6. Keputusan

8 1 0
                                    

"Zack, kemari, bisa kau bukakan tutup botol ini ," kata wanita berambut merah sambil tersenyum genit padanya. "Sedikit keras."

Zack hanya terpaksa menurut. Wanita sialan pikirnya. Barusan Cyane menyuruhnya memijit pundak dan kakinya yang pegal, kemudian meminta kipasan dengan daun besar bak permaisuri. Saat berjalan pun sudah beberapa kali wanita itu bergelayutan di lengannya. Entah apa lagi yang Cyane mau darinya, selama rahasianya aman dan permintaan wanita itu masih wajar, Zack masih akan bersedia mengikuti permainannya.

"Apa kalian sudah tidak waras bermesra-mesraan di saat seperti ini?  Memangnya ini acara kemping? " protes Henry. Wajah bulatnya terlihat memerah entah karena marah atau mau menangis. "Setelah kejadian kemarin bisa-bisanya..."

Jesse mengiyakan kata-kata Henry dengan beberapa anggukan kecil.

"Kenapa? Apa salahnya? Terus apa kita harus menangis sampai mengerang karena berada di tempat terkutuk ini?"

"Biarkan saja. Mungkin sebelum mati mereka mau menikmati permainan cinta-cintaan monyet dulu," kata Vincent sambil tersenyum sinis.

Zack hanya menatap Vincent dengan tajam kemudian dengan malas membuang muka sambil berpikir tidak ada gunanya mencari perkara di posisinya yang sekarang.

"A..apa itu?" tanya Jesse dengan gugup sambil melihat ke arah sebuah titik cahaya yang terlihat jauh di depan sana.

Henry dan Cyane berteriak-teriak histeris. Mereka semua lari pontang-panting berusaha menjauhi cahaya yang muncul dan melesat cepat seperti anak panah yang melintas kemudian diam di hadapan mereka.

"Apa kita akan mati kalau terkena cahaya itu? Seperti orang-orang di kapal... " Kata Henry dengan tubuh yang gemetaran.

"Sepertinya tidak," kata Vincent sambil melihat garis cahaya putih yang diam menembus batang-batang pepohonan. "Mungkin ini lebih seperti undangan."

"Apa benar kita harus mengikuti cahaya itu?" tanya Cyane.

"Apa kita terlihat seperti punya
tujuan lain?" Kata Vincent sambil berdecak.

"Ku.. kurasa Vincent benar. Mungkin. Setidaknya kita bisa berkumpul lagi dengan yang lain.. kalau mereka juga melihat dan mengikuti cahaya itu," kata Jesse.

"Yah, kalau mereka masih hidup," kata Vincent.
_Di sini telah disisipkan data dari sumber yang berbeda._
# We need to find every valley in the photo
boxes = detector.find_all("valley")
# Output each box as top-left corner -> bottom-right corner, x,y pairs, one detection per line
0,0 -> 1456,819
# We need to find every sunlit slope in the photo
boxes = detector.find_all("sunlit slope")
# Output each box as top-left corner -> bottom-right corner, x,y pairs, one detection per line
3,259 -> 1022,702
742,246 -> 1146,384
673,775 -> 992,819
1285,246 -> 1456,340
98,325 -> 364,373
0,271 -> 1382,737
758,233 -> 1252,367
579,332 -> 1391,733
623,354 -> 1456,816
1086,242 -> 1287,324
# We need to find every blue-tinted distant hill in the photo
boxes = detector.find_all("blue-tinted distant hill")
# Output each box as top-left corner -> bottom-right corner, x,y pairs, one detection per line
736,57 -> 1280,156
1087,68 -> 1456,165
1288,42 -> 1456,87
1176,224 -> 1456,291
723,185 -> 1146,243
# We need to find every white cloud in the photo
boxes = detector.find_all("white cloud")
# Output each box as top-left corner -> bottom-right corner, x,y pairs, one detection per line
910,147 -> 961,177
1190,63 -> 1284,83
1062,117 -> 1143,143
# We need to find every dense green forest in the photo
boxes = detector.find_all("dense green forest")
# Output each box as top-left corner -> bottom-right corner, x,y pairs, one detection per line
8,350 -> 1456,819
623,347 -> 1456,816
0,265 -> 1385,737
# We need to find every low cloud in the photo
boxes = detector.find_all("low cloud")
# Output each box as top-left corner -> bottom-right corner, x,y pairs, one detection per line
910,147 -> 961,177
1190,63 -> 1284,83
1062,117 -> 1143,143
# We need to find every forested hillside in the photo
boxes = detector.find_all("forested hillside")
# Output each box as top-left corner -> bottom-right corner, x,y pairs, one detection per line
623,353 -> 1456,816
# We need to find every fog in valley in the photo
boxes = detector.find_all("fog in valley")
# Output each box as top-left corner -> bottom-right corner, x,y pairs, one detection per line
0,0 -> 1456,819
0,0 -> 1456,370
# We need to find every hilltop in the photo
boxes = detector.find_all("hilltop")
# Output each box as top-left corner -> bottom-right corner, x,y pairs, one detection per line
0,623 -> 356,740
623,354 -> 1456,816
"Apa bisa jaga mulut brengsekmu itu? Dasar pria yang menyebalkan," kata Cyane dengan ketus kemudian menarik Zack berjalan mengikuti ke arah cahaya itu pergi.

***

Puluhan garis cahaya berkumpul di satu titik. Di ruang terbuka tempat pertama kali mereka melihat tiga orang berkerudung. Kali ini tiga orang itu juga berdiri di sana, di tempat yang sama, di bawah pertemuan garis-garis cahaya. Puluhan garis bersatu di dalam bola berisi lempengan yang berputar-putar di dalamnya. membentuk kerucut di satu titik pertemuan. Tiga orang berkerudung itu bagaikan ditudungi kerangka tenda besar yang bercahaya.

Orang-orang yang tiba berkumpul mengelilingi mereka hanya terdiam menatap tiga orang berkerudung.

"Selamat untuk peserta yang sudah menyelesaikan babak ini. Orang yang tidak berada di sini dalam hitungan beberapa detik lagi tidak lolos ke babak selanjutnya." Suara datar menyerupai suara mesin keluar dari salah satu orang berkerudung.

"Tidak lolos? Memangnya apa yang akan terjadi dengan mereka?" tanya seseorang.

"Mati..."

"Tiga.. dua.. satu"

Bunyi desingan yang memilukan,  kemudian hutan di sekeliling belakang mereka bercahaya dengan sangat menyilaukan.

"Hei, hei, a.. apa apaan ini?" Seorang pria tercengang melihat barisan batang pohon yang seharusnya berada sedikit jauh di belakang mereka lenyap begitu saja. Hutan di belakang mereka dalam sekejap menjadi tanah lapang terbuka yang bermandikan cahaya matahari.